I don’t want to have children. I may never want to.
The thought of something consuming my body, diminishing my sex drive, reducing my desire to create art or energy to pursue a career fills me with dread.
I want to be allowed to be ambitious. To focus my time on a job I care about and my affection on myself. There shouldn’t be a double standard where men are allowed to find purpose in the workplace and women must search for it in the faces of their children.
I don't resent the women whose hearts beat faster imagining dressing up their future children in tiny baby clothes or choosing their names.
Procreation can be a beautiful process. However, I do resent the societal expectations placed upon women’s bodies.
Men are allowed time to think of career first, family second. My brother is currently being asked about his career aspirations, while at his age I was being asked about my time frame for planning raising children with my partner. There is a concept of the bachelor, a man free to enjoy the money he has worked hard to earn, free of pressures of the expectations or needs of others. His pad, a sanctuary he can fill with technological equipment he buys for himself, with enough space for a separate beer fridge and time to play video games. The female equivalent to a bachelor is a crazy cat lady. In this stereotype, the woman is still spending her time and energy on someone besides herself, even if it is a clowder of animals she loves. She is thought of as a little sad, and maybe crazy, pottering around her flat catering to the needs of the furry pets she uses to fill an empty void where children should be.

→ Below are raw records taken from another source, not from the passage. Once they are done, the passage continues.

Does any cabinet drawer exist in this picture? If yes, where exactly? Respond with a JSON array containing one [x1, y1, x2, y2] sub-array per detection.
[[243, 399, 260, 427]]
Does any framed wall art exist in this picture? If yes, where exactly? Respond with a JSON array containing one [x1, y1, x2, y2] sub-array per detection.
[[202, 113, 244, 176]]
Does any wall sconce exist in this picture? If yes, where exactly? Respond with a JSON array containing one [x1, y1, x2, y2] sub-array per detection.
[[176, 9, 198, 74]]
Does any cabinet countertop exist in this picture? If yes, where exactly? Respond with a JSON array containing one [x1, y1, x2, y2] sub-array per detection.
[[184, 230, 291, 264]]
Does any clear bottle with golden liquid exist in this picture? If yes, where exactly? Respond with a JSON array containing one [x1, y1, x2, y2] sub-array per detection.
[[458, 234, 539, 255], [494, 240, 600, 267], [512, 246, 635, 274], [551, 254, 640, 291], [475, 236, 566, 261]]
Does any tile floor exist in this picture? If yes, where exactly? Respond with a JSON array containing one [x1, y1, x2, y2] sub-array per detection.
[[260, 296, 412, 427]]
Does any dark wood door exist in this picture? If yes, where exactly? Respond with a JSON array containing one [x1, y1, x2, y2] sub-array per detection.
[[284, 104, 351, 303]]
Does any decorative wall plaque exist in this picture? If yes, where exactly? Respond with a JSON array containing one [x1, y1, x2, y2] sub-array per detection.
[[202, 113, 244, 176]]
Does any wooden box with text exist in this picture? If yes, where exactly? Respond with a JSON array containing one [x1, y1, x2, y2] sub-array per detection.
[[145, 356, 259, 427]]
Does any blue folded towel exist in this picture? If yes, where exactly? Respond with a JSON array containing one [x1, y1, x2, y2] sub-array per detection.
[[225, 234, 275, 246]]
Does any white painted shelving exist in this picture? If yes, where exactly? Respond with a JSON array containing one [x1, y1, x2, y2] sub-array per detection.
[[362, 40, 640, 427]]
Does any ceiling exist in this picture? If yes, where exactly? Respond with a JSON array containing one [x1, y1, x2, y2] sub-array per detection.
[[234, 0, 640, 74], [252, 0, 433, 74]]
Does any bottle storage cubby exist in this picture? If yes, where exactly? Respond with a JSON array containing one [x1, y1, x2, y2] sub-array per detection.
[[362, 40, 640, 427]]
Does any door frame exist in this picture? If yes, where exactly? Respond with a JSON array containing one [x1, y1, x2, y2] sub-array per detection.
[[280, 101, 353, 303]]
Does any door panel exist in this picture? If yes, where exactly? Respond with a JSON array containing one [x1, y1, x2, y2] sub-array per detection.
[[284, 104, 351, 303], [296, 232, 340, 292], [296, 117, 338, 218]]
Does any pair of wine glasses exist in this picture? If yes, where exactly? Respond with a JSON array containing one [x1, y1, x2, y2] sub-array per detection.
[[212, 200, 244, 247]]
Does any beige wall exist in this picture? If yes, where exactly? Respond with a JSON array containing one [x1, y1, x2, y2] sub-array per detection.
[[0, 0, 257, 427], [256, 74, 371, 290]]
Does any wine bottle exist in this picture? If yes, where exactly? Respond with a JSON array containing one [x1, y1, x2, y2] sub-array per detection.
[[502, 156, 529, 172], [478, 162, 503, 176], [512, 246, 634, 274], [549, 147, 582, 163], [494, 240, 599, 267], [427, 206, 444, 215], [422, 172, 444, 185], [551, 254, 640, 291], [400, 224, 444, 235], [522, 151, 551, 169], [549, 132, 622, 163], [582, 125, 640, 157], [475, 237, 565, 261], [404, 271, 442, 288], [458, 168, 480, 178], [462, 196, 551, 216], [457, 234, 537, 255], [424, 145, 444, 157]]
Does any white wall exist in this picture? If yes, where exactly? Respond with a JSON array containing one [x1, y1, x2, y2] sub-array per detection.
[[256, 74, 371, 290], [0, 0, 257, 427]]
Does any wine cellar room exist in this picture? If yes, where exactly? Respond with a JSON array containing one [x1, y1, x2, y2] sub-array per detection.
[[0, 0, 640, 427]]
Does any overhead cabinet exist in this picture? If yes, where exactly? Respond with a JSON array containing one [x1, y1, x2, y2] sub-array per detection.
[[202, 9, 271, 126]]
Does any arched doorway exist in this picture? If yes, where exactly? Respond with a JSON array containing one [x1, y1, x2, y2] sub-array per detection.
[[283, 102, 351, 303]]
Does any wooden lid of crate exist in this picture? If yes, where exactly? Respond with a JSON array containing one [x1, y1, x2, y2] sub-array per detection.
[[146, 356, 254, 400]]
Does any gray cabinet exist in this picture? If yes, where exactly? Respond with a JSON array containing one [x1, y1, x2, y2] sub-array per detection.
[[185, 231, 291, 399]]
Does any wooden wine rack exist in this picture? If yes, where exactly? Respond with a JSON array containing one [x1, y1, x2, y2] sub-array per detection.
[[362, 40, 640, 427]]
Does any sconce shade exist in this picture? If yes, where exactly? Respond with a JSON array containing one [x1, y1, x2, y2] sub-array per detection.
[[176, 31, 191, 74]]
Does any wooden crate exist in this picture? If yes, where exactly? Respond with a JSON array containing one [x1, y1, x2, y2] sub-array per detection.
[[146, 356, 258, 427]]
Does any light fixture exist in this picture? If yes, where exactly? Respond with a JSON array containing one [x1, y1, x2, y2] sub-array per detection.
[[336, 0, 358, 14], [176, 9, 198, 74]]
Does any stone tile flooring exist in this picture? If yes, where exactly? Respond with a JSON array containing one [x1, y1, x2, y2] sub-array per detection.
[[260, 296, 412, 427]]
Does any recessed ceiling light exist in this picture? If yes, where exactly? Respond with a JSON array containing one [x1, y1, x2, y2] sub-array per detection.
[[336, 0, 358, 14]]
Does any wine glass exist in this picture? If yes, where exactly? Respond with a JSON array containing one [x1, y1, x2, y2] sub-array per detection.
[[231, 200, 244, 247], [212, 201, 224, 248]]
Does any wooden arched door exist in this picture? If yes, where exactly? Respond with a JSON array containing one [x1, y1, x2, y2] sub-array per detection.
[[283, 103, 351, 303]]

Motherhood can be a powerful and wonderful thing if it is a woman’s choice. But too many women are pressured into pregnancy by the expectations of their partners, families and friends. I want to put on a suit and go to the office from nine to five too. I don’t want to experience morning sickness or cravings or waking up at four am to feed a crying infant. I hope the next generation grows up in a world where girls are not expected to have an innate desire for motherhood just because we are physically capable of having children.